「平成30年労働力調査年報」によれば、有期雇用、短時間労働、派遣労働などの非正規労働者の割合は37.8%に及び、男女別では、男性で約22%、女性で56%となっています。また「平成30年分民間給与実態統計調査結果」によれば、非正規労働者の給与は正規労働者と比べて35.6%にとどまっており、著しい格差があります。
しかしこのような賃金格差には合理的な根拠がない場合が多く、非正規労働者の賃金の均等・均衡待遇をめぐる法整備を受けて、裁判が増加しています。特に、2013年に労働契約法20条(有期雇用労働者の不合理な労働条件の禁止規定)が施行されてから、有期雇用労働者の賃金の均等・均衡待遇をめぐる裁判が多く提起され、精皆勤手当、家族・扶養手当、住宅手当、給食手当、通勤費等の手当の不支給、さらに基本給、賞与、退職金などの格差に合理性がないとした判決が相次ぐようになりました。

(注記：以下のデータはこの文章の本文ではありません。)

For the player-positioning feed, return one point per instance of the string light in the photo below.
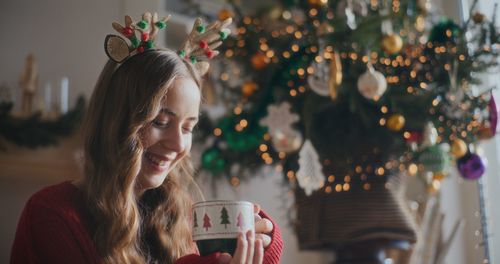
(217, 132)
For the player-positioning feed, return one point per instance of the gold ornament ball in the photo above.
(484, 132)
(439, 176)
(395, 122)
(478, 18)
(259, 61)
(225, 14)
(392, 43)
(248, 88)
(458, 148)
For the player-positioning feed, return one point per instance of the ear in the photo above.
(116, 48)
(202, 67)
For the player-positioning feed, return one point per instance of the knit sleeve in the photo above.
(43, 236)
(272, 253)
(197, 259)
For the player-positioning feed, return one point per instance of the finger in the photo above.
(224, 258)
(256, 217)
(256, 208)
(251, 245)
(258, 257)
(266, 240)
(241, 249)
(264, 226)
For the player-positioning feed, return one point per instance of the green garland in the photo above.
(347, 132)
(34, 131)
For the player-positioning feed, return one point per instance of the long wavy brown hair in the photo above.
(130, 229)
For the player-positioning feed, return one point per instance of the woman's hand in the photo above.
(249, 250)
(263, 227)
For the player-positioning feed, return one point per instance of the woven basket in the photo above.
(331, 220)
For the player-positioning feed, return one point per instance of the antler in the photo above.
(201, 43)
(148, 28)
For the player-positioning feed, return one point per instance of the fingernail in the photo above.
(224, 258)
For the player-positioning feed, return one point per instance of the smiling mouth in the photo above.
(156, 161)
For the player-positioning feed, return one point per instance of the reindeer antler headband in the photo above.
(199, 46)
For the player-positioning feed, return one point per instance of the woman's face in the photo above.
(168, 139)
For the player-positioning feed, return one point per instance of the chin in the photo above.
(151, 181)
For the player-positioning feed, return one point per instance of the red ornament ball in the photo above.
(203, 44)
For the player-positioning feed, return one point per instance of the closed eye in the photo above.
(160, 123)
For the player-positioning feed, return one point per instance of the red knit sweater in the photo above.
(56, 227)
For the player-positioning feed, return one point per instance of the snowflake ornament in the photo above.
(309, 176)
(279, 119)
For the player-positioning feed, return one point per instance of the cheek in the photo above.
(148, 137)
(187, 146)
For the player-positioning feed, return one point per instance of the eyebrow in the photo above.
(172, 113)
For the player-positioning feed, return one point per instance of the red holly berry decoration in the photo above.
(210, 54)
(203, 44)
(127, 32)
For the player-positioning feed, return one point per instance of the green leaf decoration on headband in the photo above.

こうした中、今年4月には、非正規労働者の賃金の均等・均衡待遇に関するパートタイム・有期雇用労働法8条及び9条、労働者派遣法30条の3が施行されます(重複する労働契約法20条は削除)。パート有期法8条は、「基本給、賞与その他の待遇のそれぞれについて……不合理と認められる相違を設けてはならない。」と不合理な待遇の禁止を明示しており、この新しい法律を活用し非正規労働者の賃金の均等・均衡処遇のための取り組みを強める必要があります。(なおパート有期法の中小企業への適用は1年後の2021年4月です。)